As part of the RoadTest of the CEL Robox 3D Printer I proposed to look at printing some gears. This will check both the printers ability to print detailed shapes and also if there is any warping.
The geometry of gears is quite complex so I thought I’d check the Thingiverse library for examples I could use. Several of the examples I found used OpenSCAD rather than just STL files so I thought I’d investigate further.
OpenSCAD is a 3D CAD tool that is script driven rather than interactive. This means that you have to type commands to generate the end result that you require. Although this might initially appear to require more effort to create something it does seem to be advantageous when you want to make changes. In fact a lot of top end CAD tools have a log of instructions that can be used in this way.
The language does have some built in 2D and 3D primitives such as the circle and sphere along with a range of mathematical functions that can perform complex actions such as fillets and matrix manipulation. Programming constructs such as loops, variables and conditions make repeating structures easy to create.

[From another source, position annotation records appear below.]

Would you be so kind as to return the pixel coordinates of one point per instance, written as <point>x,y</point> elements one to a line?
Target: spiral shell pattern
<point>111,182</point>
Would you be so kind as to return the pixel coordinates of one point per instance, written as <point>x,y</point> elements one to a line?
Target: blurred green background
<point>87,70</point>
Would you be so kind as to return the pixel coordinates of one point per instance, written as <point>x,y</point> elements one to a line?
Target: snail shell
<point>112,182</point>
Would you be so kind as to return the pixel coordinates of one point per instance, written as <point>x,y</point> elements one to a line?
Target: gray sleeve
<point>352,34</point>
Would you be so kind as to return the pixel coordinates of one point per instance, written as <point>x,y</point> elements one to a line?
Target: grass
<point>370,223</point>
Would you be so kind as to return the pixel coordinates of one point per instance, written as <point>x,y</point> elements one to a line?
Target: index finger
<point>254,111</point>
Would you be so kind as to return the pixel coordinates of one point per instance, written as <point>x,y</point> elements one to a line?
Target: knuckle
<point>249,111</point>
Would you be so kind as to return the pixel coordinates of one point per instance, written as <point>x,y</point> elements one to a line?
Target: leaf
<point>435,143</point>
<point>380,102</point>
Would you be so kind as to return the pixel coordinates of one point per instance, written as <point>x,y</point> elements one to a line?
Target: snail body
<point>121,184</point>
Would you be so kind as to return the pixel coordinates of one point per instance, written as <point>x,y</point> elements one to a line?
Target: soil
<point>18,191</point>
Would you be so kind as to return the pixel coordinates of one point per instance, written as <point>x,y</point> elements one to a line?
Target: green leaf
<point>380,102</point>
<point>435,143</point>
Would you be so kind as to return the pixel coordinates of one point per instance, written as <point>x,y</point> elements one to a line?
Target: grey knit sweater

There are also modules that allow you to create parameterised parts for reuse. These can be simple such as a countersunk or counter bored hole, or more complex such as in the gear generators.
Before getting into the gears I had a couple of practice projects.
For my first project I made a medal based on an old logo from the 1990s. I initially had difficulty with text, resorting to importing dxf files from an engraving package. However, Yann Lossouarn pointed out that this feature was added last year and if I downloaded the latest build I could use the text() function with any fonts available on my system. I did that and it worked well.
My second project was a LED housing to fit around a magnifying glass. This is basically a ring with lots of holes in it. I did consider trying to include a diffuser for the light but my white PLA is very opaque even in small thicknesses so without buying a different material a simpler design is probably better. To hold the magnifier in place I am using thin fins that will hopefully deform slightly to give a tight grip. A bolt hole allows me to attach this to am existing “helping hands” heavy base. The back is channeled to hold the wiring.
My “code” for these two is up on github.
OpenSCAD is a versatile solution and I would recommend it as a good way to create CAD models for 3D printing or other tasks. There are plenty of examples and I found it easy to get creating models. My one downside is that the documentation is a bit confusing.